Directed and co-written by veteran film-maker Oliver Stone, "Snowden" is, essentially, a biographical political thriller, based on true characters and a true story. Edward Snowden, a (formerly) patriotic and highly intelligent US intelligence analyst and computer whiz, had a flourishing career at the US National Security Agency where he was marked for big things. Then, bit by bit over a period of time, he became aware how much the NSA was conducting secret mass surveillance on millions of ordinary law-abiding Americans and people in other countries too. All in the name of counter-terrorism. Snowden eventually concludes that the world must be made aware of this, he leaks classified material to the newspapers, and then, one jump ahead of the vengeful Americans, leaves the West and ends up living in exile in Russia, where he still lives today with the threat of an espionage prosecution hanging over his head if he ever leaves.
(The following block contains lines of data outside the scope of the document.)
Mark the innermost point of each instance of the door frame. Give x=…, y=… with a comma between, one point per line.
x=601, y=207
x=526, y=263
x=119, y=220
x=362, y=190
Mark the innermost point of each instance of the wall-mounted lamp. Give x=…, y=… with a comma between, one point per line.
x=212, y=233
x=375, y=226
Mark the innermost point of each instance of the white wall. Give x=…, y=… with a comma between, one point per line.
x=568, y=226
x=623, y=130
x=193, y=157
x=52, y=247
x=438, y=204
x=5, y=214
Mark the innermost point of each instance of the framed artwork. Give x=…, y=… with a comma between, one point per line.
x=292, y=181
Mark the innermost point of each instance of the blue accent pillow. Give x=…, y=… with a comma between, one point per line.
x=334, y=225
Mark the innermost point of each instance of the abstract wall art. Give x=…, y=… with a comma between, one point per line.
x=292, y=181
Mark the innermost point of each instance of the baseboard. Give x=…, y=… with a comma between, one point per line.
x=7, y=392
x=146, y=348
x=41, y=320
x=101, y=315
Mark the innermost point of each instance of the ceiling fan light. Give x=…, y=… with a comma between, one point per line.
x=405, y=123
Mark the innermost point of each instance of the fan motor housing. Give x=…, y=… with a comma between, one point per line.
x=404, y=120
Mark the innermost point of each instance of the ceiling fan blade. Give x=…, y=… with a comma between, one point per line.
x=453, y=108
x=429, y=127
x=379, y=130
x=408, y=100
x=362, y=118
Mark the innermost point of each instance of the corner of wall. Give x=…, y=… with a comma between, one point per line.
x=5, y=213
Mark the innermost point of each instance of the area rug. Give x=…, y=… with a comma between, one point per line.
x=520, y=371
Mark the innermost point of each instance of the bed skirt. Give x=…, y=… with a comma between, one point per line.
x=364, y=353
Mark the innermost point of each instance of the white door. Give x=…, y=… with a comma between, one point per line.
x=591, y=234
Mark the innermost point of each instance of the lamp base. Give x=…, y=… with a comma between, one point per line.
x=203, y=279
Snowden is played by Joseph Gordon-Levitt, as a serious, rather reserved, almost nerdy personality. His girlfriend, Lindsay Mills, is played by the rather cute and cuddly Shailene Woodley, who nevertheless shows a steely interior and strong loyalty to her boyfriend when the chips are down. Woodley's performance is very good and the unfolding relationship between Mills and Snowden is perhaps the strongest and most interesting aspect of the film. (The real-life Mills now lives in Russia with Snowden. That's what I call loyalty!) Other good supporting performances come from some well-known faces: Tom Wilkinson as Snowden's chief journalistic contact at "the Guardian" newspaper which broke the story, and Nicolas Cage as an intelligence operative.
One of the problems with this kind of story is that there is not much action or glamour with modern intelligence agents who sit around gazing at computer screens all day. James Bond this isn't. Stone does his best, ratcheting up the tension as Snowden learns more and more of what the NSA is doing, and particularly as he worries about NSA surveillance not only of himself, but of his girlfriend too. Stone's feel for authenticity is probably supported by meetings he had with the real-life Snowden during the making of the movie. There is no doubt that the film really hit its straps when Snowden decides to reveal all and makes a run for it. The scenes in Hong Kong, where Snowden briefs the media while worrying about whether he will be "snatched" by American agents, are undoubtedly the most exciting parts of this movie. Also, the role of a humble Rubik's cube in smuggling material out of NSA headquarters shows that, sometimes, the simplest, most obvious stratagems are the best for defeating prying eyes.
So, is the real-life Snowden a traitor to be condemned or a whistleblower to be admired? This will, of course, depend on your point of view. It is the same dilemma that afflicts that other famous whistleblower, Julian Assange. Stone's movie, while not making hard and fast judgements, probably errs – just – on the "admirable whistleblower" side of the ledger. The director's failure to utterly condemn Snowden outright probably explains why much of the film was actually shot in Germany rather than the US, and why much of its finance came from Europe. The movie definitely treads on some super-sensitive American toes. Probably not helped, either, by the real-life Ed Snowden making a cameo appearance right at the end of the film.
My main criticism of the film is that it is too long: 2 1/2 hours. Cutting a good half-hour out of it would have made for a tighter, more tense story. Too much time is wasted, in my view, on building up Snowden's back-story as the rising young star of the American intelligence community. Still, as a bio pic on a true-life character who has made an enormous impact on the world, "Snowden" is certainly interesting, and quite exciting once the lead character decides to kick over the traces.